Sasha menoleh, dan saat itu lah, ia melihat wajah-wajah yang pernah mengelilinginya. Mereka berdiri di ujung lorong yang tampak begitu jauh, namun wajah mereka memancarkan keputusasaan yang tidak bisa disembunyikan lagi. Mereka bukan hanya hantu yang terjebak—mereka adalah korban yang terperangkap dalam sebuah perputaran waktu yang tak berujung.

Namun Sasha tidak bisa melarikan diri lagi. Langkahnya terhenti, tubuhnya terasa berat, dan kata-kata itu kini menguasai pikirannya. “Kamu sudah menjadi bagian dari kami.” Entah bagaimana, entah kapan, kata-kata itu mulai meresap dalam dirinya.

Dia mencoba untuk melawan, berteriak untuk bebas, namun keheningan yang mengelilinginya semakin menjerat. Semuanya terasa seperti mimpi buruk yang tak pernah bisa diakhiri.

Sasha akhirnya mengerti. Kampus ini bukan hanya tempat belajar. Kampus ini adalah penjara bagi mereka yang masuk dengan harapan dan meninggalkan mimpi mereka di pintu gerbangnya. Dan sekarang, dia pun terperangkap.

Di bawah bayang-bayang yang semakin gelap, Sasha merasakan tubuhnya menghilang, seiring dengan suara langkah-langkah yang semakin jauh dan kemudian lenyap, mengikuti mereka yang sudah terjebak sebelumnya.

 

Jadi, apakah Sasha berhasil keluar dari kampus itu? Atau justru, ia menjadi bagian dari mereka yang terjebak selamanya? Kadang, tempat yang terlihat sempurna menyembunyikan rahasia yang paling mengerikan.

Dunia yang dianggap aman bisa tiba-tiba berubah jadi tempat yang jauh lebih horor dari yang dibayangkan.
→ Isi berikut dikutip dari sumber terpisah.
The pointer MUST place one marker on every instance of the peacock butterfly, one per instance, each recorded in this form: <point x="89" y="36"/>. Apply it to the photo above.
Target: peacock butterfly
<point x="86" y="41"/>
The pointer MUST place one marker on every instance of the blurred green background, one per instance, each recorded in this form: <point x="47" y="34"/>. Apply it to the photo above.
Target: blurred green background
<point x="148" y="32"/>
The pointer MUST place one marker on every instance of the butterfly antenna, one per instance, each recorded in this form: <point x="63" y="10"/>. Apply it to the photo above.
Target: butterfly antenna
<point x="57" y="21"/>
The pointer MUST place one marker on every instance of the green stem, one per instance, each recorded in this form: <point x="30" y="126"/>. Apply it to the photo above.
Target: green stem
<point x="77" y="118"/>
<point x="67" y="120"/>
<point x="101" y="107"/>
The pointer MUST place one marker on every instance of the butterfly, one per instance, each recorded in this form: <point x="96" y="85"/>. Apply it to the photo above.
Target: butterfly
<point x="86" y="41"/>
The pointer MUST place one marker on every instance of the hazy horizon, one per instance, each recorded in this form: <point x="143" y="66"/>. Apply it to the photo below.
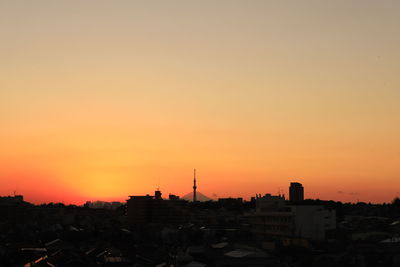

Kampus itu, yang awalnya penuh harapan, akhirnya hanya meninggalkan ketakutan yang tak terucapkan. Hati-hati dengan pilihan yang tampak indah, karena bisa saja itu adalah perangkap yang menunggu. Dan siapa tahu, mungkin ada yang lain yang akan mengalaminya, suatu saat nanti.